No passado, já se questionou se se submeter a mais ultrassonografias do que o recomendado oferece riscos para a saúde do bebê. Nos anos 1990, a OMS (Organização Mundial da Saúde) chegou a fazer uma declaração com ressalvas ao uso rotineiro do exame.

Em 2006, Pasko Rakic, um grande especialista da área de neurobiologia da Universidade Yale, nos Estados Unidos, publicou um estudo feito em ratos mostrando que a exposição longa a altos níveis de ultrassom afetou o desenvolvimento cerebral dos animais. Mas, no texto de divulgação da pesquisa, o próprio cientista afirma que a ultrassonografia pode e deve ser usada no pré-natal, e que os resultados alertam apenas para o perigo de fazer o exame sem indicação médica.

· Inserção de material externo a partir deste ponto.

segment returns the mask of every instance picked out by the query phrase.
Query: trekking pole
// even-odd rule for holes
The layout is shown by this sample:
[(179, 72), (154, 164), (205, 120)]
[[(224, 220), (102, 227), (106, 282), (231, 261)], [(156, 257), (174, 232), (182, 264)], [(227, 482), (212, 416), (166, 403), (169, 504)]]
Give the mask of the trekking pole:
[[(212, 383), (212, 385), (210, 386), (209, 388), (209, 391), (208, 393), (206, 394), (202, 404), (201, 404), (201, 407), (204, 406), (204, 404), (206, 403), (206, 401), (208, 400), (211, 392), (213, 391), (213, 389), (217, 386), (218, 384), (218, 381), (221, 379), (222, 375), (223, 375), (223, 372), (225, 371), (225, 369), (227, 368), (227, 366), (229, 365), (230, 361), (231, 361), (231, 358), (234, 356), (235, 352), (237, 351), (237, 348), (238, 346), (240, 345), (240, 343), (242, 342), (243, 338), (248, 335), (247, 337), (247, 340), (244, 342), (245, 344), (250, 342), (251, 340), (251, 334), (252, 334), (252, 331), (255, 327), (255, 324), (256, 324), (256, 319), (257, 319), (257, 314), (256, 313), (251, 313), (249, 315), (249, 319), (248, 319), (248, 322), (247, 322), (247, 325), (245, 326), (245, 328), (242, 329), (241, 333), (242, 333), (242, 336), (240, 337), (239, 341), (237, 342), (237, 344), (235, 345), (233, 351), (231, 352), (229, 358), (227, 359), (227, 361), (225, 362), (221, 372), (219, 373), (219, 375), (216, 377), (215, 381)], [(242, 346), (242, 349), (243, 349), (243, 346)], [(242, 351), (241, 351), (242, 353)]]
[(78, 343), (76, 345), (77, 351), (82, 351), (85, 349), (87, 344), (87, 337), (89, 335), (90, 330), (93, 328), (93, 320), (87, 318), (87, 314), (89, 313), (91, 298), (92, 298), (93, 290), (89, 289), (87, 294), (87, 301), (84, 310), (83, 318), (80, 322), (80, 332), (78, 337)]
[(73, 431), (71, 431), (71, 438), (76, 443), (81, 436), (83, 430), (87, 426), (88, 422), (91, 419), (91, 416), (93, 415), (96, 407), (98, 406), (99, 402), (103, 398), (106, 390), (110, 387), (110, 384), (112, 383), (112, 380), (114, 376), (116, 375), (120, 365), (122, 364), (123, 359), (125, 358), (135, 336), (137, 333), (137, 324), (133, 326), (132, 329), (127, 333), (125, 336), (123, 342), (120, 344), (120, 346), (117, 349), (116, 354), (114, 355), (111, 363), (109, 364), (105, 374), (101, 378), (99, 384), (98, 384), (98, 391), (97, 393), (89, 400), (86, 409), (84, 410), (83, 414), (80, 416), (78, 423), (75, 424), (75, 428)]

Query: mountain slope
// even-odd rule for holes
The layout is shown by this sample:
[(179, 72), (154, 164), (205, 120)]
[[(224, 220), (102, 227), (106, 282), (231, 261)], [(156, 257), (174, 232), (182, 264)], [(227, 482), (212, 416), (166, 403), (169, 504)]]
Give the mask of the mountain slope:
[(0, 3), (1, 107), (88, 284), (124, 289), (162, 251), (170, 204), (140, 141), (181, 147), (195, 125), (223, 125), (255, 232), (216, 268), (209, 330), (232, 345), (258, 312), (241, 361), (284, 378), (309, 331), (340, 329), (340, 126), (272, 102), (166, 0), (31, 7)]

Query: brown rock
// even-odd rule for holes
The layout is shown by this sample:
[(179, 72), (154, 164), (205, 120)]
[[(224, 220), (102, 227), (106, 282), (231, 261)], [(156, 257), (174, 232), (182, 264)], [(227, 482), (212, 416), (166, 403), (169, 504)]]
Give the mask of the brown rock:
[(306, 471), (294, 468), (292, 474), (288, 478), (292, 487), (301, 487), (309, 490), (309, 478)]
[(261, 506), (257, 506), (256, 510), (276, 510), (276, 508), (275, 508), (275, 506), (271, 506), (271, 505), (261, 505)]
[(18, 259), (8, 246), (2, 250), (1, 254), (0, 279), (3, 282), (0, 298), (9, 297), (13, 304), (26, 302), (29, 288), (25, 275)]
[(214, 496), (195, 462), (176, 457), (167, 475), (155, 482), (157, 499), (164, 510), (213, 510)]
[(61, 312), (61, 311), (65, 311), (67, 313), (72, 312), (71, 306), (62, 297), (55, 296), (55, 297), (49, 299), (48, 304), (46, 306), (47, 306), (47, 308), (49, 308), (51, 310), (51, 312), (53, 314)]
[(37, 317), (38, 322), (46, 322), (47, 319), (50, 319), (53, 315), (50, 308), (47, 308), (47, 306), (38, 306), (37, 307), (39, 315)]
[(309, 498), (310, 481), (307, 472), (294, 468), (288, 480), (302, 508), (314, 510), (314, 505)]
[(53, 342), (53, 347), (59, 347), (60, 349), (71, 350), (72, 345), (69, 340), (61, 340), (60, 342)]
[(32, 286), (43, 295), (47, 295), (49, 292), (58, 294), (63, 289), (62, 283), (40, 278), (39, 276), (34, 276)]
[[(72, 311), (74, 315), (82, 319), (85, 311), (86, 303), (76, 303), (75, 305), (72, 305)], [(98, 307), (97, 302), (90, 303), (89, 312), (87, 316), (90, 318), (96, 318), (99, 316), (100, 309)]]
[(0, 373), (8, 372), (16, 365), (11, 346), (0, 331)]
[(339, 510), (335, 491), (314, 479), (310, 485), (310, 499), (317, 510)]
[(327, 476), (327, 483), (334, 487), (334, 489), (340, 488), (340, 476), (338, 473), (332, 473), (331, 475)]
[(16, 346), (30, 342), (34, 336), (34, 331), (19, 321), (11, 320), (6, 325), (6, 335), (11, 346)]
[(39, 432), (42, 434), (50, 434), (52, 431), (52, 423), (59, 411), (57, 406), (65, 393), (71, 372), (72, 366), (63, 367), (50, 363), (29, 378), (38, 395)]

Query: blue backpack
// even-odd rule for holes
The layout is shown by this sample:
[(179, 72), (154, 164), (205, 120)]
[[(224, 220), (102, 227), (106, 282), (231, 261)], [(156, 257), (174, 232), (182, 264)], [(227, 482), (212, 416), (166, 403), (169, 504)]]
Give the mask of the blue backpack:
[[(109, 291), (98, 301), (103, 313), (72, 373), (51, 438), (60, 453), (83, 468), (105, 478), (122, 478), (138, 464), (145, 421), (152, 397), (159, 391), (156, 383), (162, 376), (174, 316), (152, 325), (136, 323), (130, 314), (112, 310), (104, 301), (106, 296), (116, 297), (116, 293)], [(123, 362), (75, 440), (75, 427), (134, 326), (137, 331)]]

Diferentemente do exame de raios X, a ultrassonografia não emite radiação, apenas ondas sonoras em frequência alta (daí o nome ultrassom). Essas ondas entram em contato com diferentes estruturas do corpo e são captadas novamente, produzindo as imagens que vemos.

"Não há evidências científicas que relacionem alterações fetais ao exame. Existe um cuidado especial em relação a variações de temperatura em caso de exposição prolongada em um foco específico, e por isso os aparelhos atuais já têm configurações que previnem essas situações", afirma Paulo Nowak, médico voluntário de medicina fetal da Unifesp e membro da Comissão Especializada em Ultrassonografia em Ginecologia e Obstetrícia da Febrasgo (Federação Brasileira das Associações de Ginecologia e Obstetrícia).